No jantar estavam presentes alguns jogadores do Benfica, o Javi, o Saviola, o Salvio, o Roberto, o Luisão e Cardozo, todos com as suas esposas e companheiras ao lado, menos o Salvio e todas bonitas e vistosas. Eram todas super simpáticas, mas 95% do tema de conversa era moda, maquilhagem, cabelos, e blablabla, de todas elas eu dáva-me melhor com as namoradas do Javi e do Roberto. O telemóvel tocou e eu atendi.

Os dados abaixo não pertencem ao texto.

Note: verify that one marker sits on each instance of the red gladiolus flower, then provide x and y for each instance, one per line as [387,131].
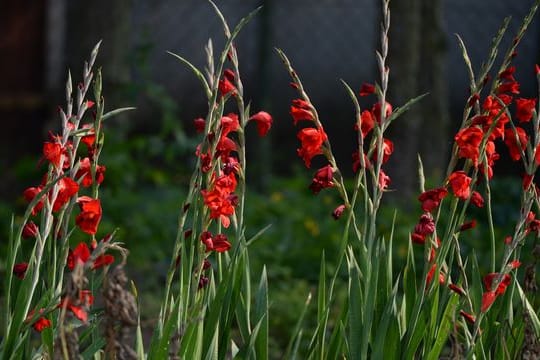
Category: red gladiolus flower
[218,243]
[460,184]
[418,238]
[458,290]
[515,147]
[30,230]
[384,180]
[468,141]
[477,199]
[29,195]
[67,188]
[312,140]
[79,255]
[85,171]
[90,139]
[206,239]
[224,148]
[367,89]
[220,198]
[487,300]
[19,270]
[468,317]
[229,123]
[221,244]
[199,125]
[508,73]
[41,323]
[322,179]
[301,110]
[508,87]
[388,149]
[263,121]
[226,84]
[336,214]
[90,216]
[524,109]
[431,199]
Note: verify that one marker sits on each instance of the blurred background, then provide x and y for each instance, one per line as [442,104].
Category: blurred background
[149,153]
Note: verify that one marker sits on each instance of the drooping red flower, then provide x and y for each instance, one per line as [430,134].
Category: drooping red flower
[490,278]
[30,230]
[85,171]
[455,288]
[263,121]
[226,84]
[515,146]
[336,214]
[524,109]
[312,140]
[367,89]
[221,243]
[388,149]
[477,199]
[67,188]
[229,123]
[40,323]
[79,255]
[301,110]
[218,243]
[468,141]
[19,270]
[90,215]
[323,179]
[508,87]
[431,199]
[220,199]
[224,147]
[508,73]
[460,184]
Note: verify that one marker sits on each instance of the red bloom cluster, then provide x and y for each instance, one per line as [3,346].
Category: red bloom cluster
[217,243]
[220,197]
[90,215]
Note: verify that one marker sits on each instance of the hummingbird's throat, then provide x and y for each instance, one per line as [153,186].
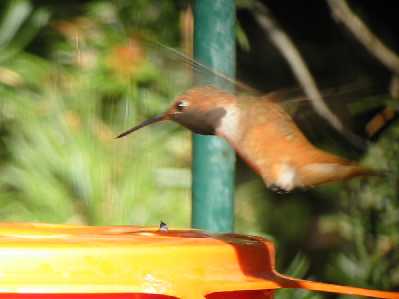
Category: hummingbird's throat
[199,121]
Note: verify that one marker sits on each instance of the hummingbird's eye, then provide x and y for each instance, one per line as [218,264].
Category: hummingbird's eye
[181,105]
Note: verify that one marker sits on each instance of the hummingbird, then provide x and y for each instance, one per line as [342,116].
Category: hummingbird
[263,134]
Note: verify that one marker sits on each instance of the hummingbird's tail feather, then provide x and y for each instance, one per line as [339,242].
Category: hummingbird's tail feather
[320,173]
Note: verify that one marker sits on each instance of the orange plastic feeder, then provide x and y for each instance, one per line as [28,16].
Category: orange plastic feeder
[125,262]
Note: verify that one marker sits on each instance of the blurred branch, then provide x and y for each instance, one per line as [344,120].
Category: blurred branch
[287,48]
[343,13]
[370,41]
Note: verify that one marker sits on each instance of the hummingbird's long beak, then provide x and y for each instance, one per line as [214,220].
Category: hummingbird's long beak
[147,122]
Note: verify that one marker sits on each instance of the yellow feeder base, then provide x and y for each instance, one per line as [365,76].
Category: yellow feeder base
[127,262]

- "Amoor!" - disse a voz mais querida do mundo.

- Oi, como foi o dia?

- "Foi bom, sempre treinando! Tá em casa da Mariana?"

- Tou, com eles.

- "Daviiiid - ouvi uma voz ao longe a falar - Anda cá! - e depois ouvi a resposta dele. - Já vou!"

- Vai lá, - disse-lhe. - Pode ser importante.

- "Ouviste? - riu. - Não é muito importante, mas você sabe que eu sou o rei a jogar playstation. Não se importa que eu vá?"

- Não, vai lá, daqui a pouco também me vou embora.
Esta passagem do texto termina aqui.